Checkpoints#

There are two main ways to load pretrained checkpoints in NeMo as described in Checkpoints.

Using the restore_from() method to load a local checkpoint file (.nemo), or
Using the from_pretrained() method to download and set up a checkpoint from NGC.

Note that these instructions are for loading fully trained checkpoints for evaluation or fine-tuning. For resuming an unfinished training experiment, use the Experiment Manager to do so by setting the resume_if_exists flag to True.

Local Checkpoints#

Save Model Checkpoints: NeMo automatically saves final model checkpoints with .nemo suffix. You could also manually save any model checkpoint using model.save_to(<checkpoint_path>.nemo).
Load Model Checkpoints: if you’d like to load a checkpoint saved at <path/to/checkpoint/file.nemo>, use the restore_from() method below, where <MODEL_BASE_CLASS> is the TTS model class of the original checkpoint.

import nemo.collections.tts as nemo_tts
model = nemo_tts.models.<MODEL_BASE_CLASS>.restore_from(restore_path="<path/to/checkpoint/file.nemo>")

NGC Pretrained Checkpoints#

The NGC NeMo Text to Speech collection aggregates model cards that contain detailed information about checkpoints of various models trained on various datasets.
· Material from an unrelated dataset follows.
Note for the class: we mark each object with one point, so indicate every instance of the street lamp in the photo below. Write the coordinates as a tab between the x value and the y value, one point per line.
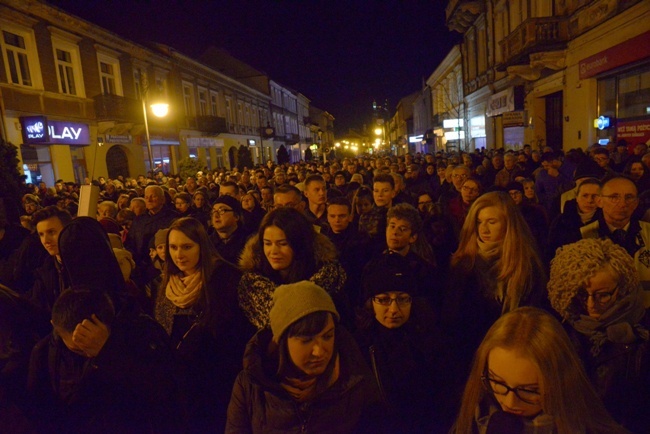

The tables below in Checkpoints list part of available TTS models from NGC including speech/text aligners, acoustic models, and vocoders.

Load Model Checkpoints#

The models can be accessed via the from_pretrained() method inside the TTS Model class. In general, you can load any of these models with code in the following format,

import nemo.collections.tts as nemo_tts
model = nemo_tts.models.<MODEL_BASE_CLASS>.from_pretrained(model_name="<MODEL_NAME>")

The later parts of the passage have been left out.